Вильфор, не отрывая глаз от лица д’Авриньи, ждал его приговора. Нуартье, еще более бледный, чем Валентина, еще нетерпеливее жаждущий ответа, чем Вильфор, тоже ждал, и все силы его души и разума сосредоточились в его взгляде.
Наконец д’Авриньи медленно проговорил:
– Она еще жива.
– Еще! – воскликнул Вильфор. – Какое страшное слово, доктор!

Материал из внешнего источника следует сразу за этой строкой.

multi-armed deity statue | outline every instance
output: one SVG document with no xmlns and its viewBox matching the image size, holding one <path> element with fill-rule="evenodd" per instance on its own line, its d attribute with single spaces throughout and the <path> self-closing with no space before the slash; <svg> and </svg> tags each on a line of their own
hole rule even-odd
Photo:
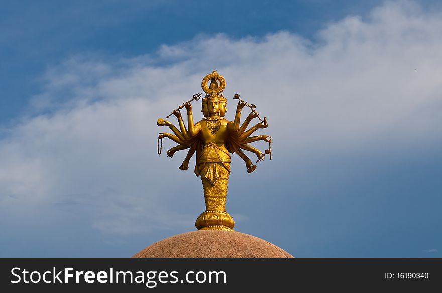
<svg viewBox="0 0 442 293">
<path fill-rule="evenodd" d="M 210 84 L 208 86 L 209 82 Z M 182 170 L 187 170 L 190 158 L 196 152 L 195 174 L 197 176 L 201 176 L 202 181 L 206 210 L 196 219 L 195 225 L 199 230 L 231 230 L 235 225 L 235 221 L 226 212 L 225 208 L 227 182 L 230 173 L 229 153 L 236 153 L 238 155 L 244 160 L 247 172 L 253 172 L 256 166 L 252 163 L 242 150 L 254 153 L 258 157 L 257 163 L 262 160 L 267 154 L 271 160 L 271 137 L 267 135 L 250 137 L 258 129 L 267 128 L 267 121 L 265 117 L 261 120 L 255 110 L 255 106 L 240 99 L 238 94 L 236 94 L 234 97 L 234 99 L 238 100 L 234 120 L 230 121 L 224 118 L 227 111 L 227 101 L 221 92 L 226 87 L 226 81 L 216 71 L 214 71 L 203 79 L 201 87 L 207 94 L 201 101 L 201 112 L 204 115 L 202 120 L 194 124 L 191 105 L 192 101 L 198 100 L 202 93 L 194 95 L 192 100 L 174 110 L 166 117 L 167 119 L 172 114 L 176 117 L 180 130 L 168 121 L 161 118 L 158 119 L 157 122 L 158 126 L 169 126 L 175 134 L 164 132 L 159 134 L 158 154 L 161 154 L 164 137 L 170 138 L 179 144 L 167 151 L 168 157 L 172 157 L 177 151 L 190 148 L 179 167 Z M 240 127 L 241 110 L 246 106 L 252 110 L 252 112 Z M 183 107 L 187 111 L 187 128 L 180 112 Z M 246 130 L 249 123 L 257 117 L 261 121 Z M 262 153 L 248 144 L 258 140 L 268 142 L 269 149 Z"/>
</svg>

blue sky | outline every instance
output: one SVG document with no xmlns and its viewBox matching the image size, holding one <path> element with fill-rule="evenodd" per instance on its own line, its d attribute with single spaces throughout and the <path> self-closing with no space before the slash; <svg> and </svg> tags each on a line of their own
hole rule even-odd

– Да, я повторяю: она еще жива, и это очень меня удивляет.
– Но она спасена? – спросил отец.
– Да, раз она жива.
В эту минуту глаза д’Авриньи встретились с глазами Нуартье; в них светилась такая бесконечная радость, такая глубокая и всепроникающая мысль, что доктор был поражен.
Он снова опустил в кресло больную, чьи бескровные губы едва выделялись на бледном лице, и стоял неподвижно, глядя на Нуартье, который внимательно следил за каждым его движением.
– Господин де Вильфор, – сказал наконец доктор, – позовите, пожалуйста, горничную мадемуазель Валентины.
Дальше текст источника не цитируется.